Michigan’s Marijuana Dispensaries May Be Forced to Close Their Doors
A new state board governing medical marijuana is attempting to close all of Michigan dispensaries. Members of the Medical Marijuana Licensing Board argue that dispensaries are illegal under current state law and the board wants to see them forced closed by September 15th.
The board held a second meeting on Monday where retired Michigan State Police trooper Donald Bailey said he wanted all dispensaries closed immediately although some would be granted licenses to stay open under a law passed last year to regulate the industry. “If we don’t do this today we’re going to do it somewhere in the future. Because it needs to be done,” said Rick Johnson, who chairs the board.
Some municipalities in the state have passed their own ordinances allowing for medical marijuana shops, even though, in 2013, the Michigan Supreme Court ruled dispensaries were illegal under Michigan’s Medical Marijuana Law.
“Every dispensary that’s out there right now is open in violation of the Michigan Medical Marijuana Act,” Bailey said, saying dispensaries left operating risk being unable to obtain licenses to operate legally under new laws which will go into effect by the end of the year. More than 100 shops in Detroit have been forced to close their doors in 2017 so far.
Critics say that if Bailey’s proposal goes through patients will be forced to return to the streets to get their cannabis.
“What am I supposed to do during that time?
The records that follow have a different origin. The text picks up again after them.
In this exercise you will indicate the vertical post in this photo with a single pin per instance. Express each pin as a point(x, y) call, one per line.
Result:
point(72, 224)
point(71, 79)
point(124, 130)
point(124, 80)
Am I supposed to go back on the black market and get what I need?” Sue Molff, a patient from Traverse City, asked disappointedly.
Note: The new law will not impact caregivers, only dispensaries. Caregivers are licensed to grow marijuana and can sell it to up to five patients. While dispensaries certainly offer a broader selection and convenience, medical marijuana patients will not have to resort to illegal means of obtaining their supply. They will still be able to have access without the dangers associated with street purchases.
Mark Gibson, a PhD candidate at Michigan State University, is also a medical marijuana patient with a degenerative bone disease. He asked the board to consider patient access. “I ask in fairness, not talking about the businesses, but the patients, and ensuring that they have continuous access,” Gibson said. “I have a degenerative bone disorder and discovering medical marijuana was a game changer for me. Before you make a rash decision, the financial cost for people who rely on dispensaries for product will be significant. You will complicate their life so much that they may not be able to get treatment.”
“This is an unprecedented action,” Tim Beck, who helped pass the voter initiated medical marijuana legislation, echoed of the state’s attempt to close shops. “This comes across to me as petty, vindictive and authoritarian.”
Jason Moon, spokesperson for The Department of Licensing and Regulatory Affairs, which houses the Bureau of Medical Marijuana Regulation, said that a major review would be done should this proposal pass, including a review from the Attorney General’s office. “The Bureau of Medical Marijuana Regulation will thoroughly review the recommendations and discussion from the board, and consult with the Attorney General’s office before any action is taken,” Moon said. The board’s next meeting is scheduled for Oct. 12, although they will likely meet sooner to further discuss Bailey’s proposal.